Modi was interacting with people here as part of "Chai pe charcha with NaMo", where he answered questions from the public from across the country on the theme of good governance.

The programme has been coined by BJP using the 'tea-seller' barb hurled at Modi by rivals to reach out to voters across the country and engage with him.

The Gujarat chief minister launched the first such programme today where he interacted with public at tea stalls and answered queries on good governance. The programme was simultaneously held at 1,00 locations across 300 cities across the country.

"It is the prime responsibility of the government to bring back black money. Only the next government will be able to do this and this is my personal commitment," he said.

As an incentive, he said, whatever such money is brought in, 5 to 10 per cent of it will be given as a "gift" to those salaried class who earned fixed income and honestly paid taxes," he said.

"I will distribute this 5 to 10 per cent amount to all those who have fixed incomes and are regular tax payers," Modi said, in an apparent bid to woo the salaries class and employees ahead of elections.

He stressed on good governance saying the common man expects nothing from the government except good governance, which has become a casualty now, and said this trust needs to be re-established.

Modi said bad governance was like diabetes that brought many other ailments with it.

He lamented that even small nations have developed, but India has not made its mark like them in the world.

Hoping to brew success with 'chai pe charcha', Modi said politics has changed and is not the same as in the past.

"Today, public demands accountability and every elected represented has to remain connected with the public," he said.

He said in tune with the changing times, systems in democratic institutions should also change and they should run on democratic principles.

Citing examples from the past, he talked about Sher Shah Suri for developing infrastructure, Todar Mal for land records and Chanakya for a good taxation system.

Quoting Chanakya, he cited the example of a honey bee which extracted nectar from flowers without causing any harm to them and said taxation should be such that it causes no hurt to the tax-payer.

Modi answered queries on a host of other issues like deteriorating law and order in Uttar Pradesh, bad conditions in Bihar to skill development, green energy and involving professionals in governance.

To a question on deteriorating law and order, he said, "I agree with your concern. Law and order should be the first priority for good governance. But sometimes the Centre and states fight over small issues after an incident takes place. We should work together and make use of technology in checking crime, including terrorism."

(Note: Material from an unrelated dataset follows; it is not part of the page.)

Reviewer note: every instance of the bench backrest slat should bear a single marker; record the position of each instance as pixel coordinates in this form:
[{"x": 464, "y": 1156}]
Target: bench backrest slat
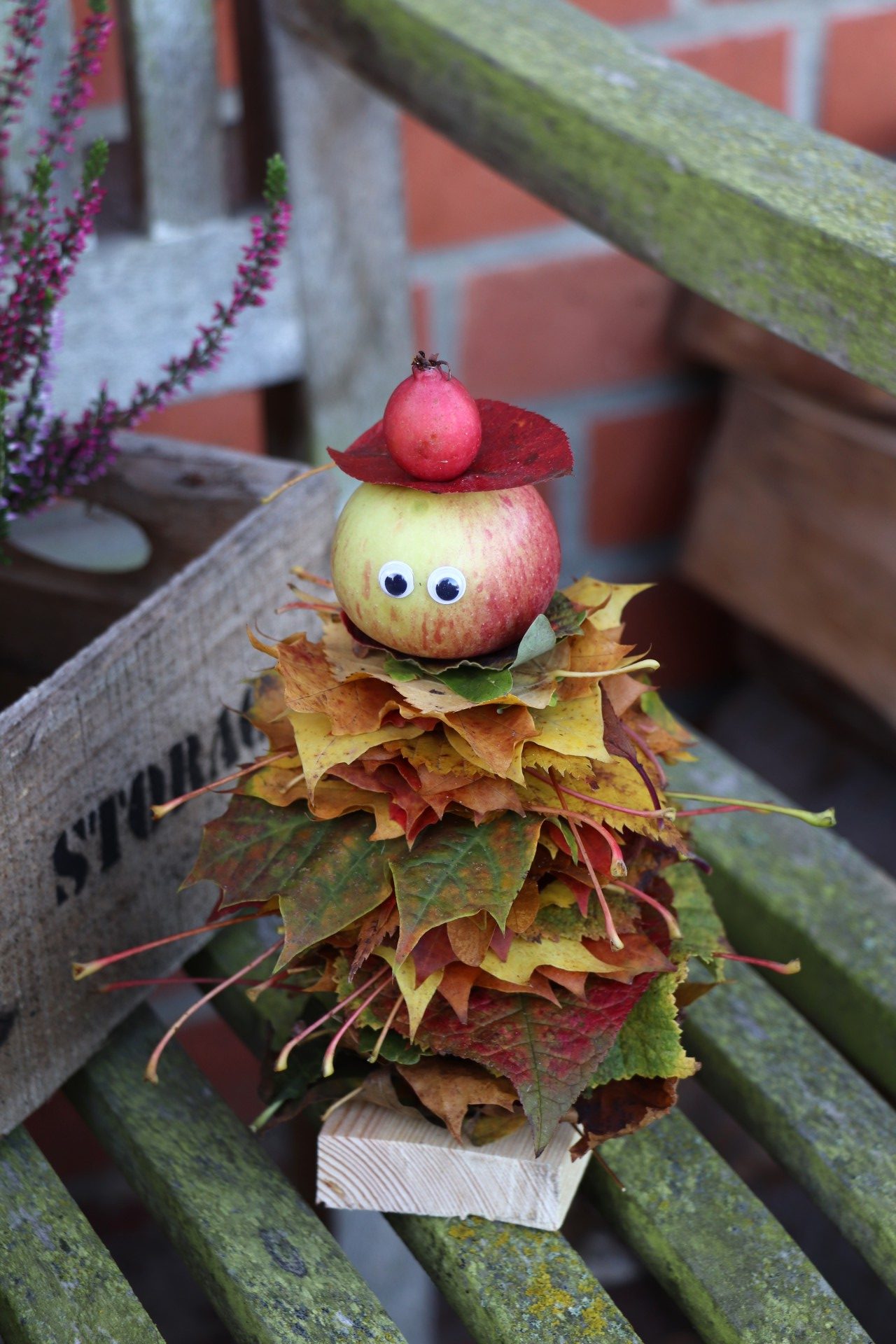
[{"x": 774, "y": 220}]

He suggested the creation of a common network of technology with the help of the Centre to fight terror.

The "Chai pe charcha with NaMo" campaign will be held on a large scale with at least 10 rounds of such sessions where senior BJP leaders including Modi will answer public queries on a host of issues.

There will be a gap of five days between each such round and the party today announced the first 1,000 locations in 27 states identified by it for the campaign.

The unique election campaign strategy stems from the recent jibe of Congress leader Mani Shankar Aiyar who had said that Modi could not become prime minister but could certainly serve tea at the January 17 AICC session.

Turning the jibe to its advantage, BJP poll strategists have decided to use Modi's 'tea seller' past to reach out to as many voters as possible by inviting them to talk to the leader as part of the new project.

DTH, satellite, Internet, mobile phones and social media are being used simultaneously for this tea campaign.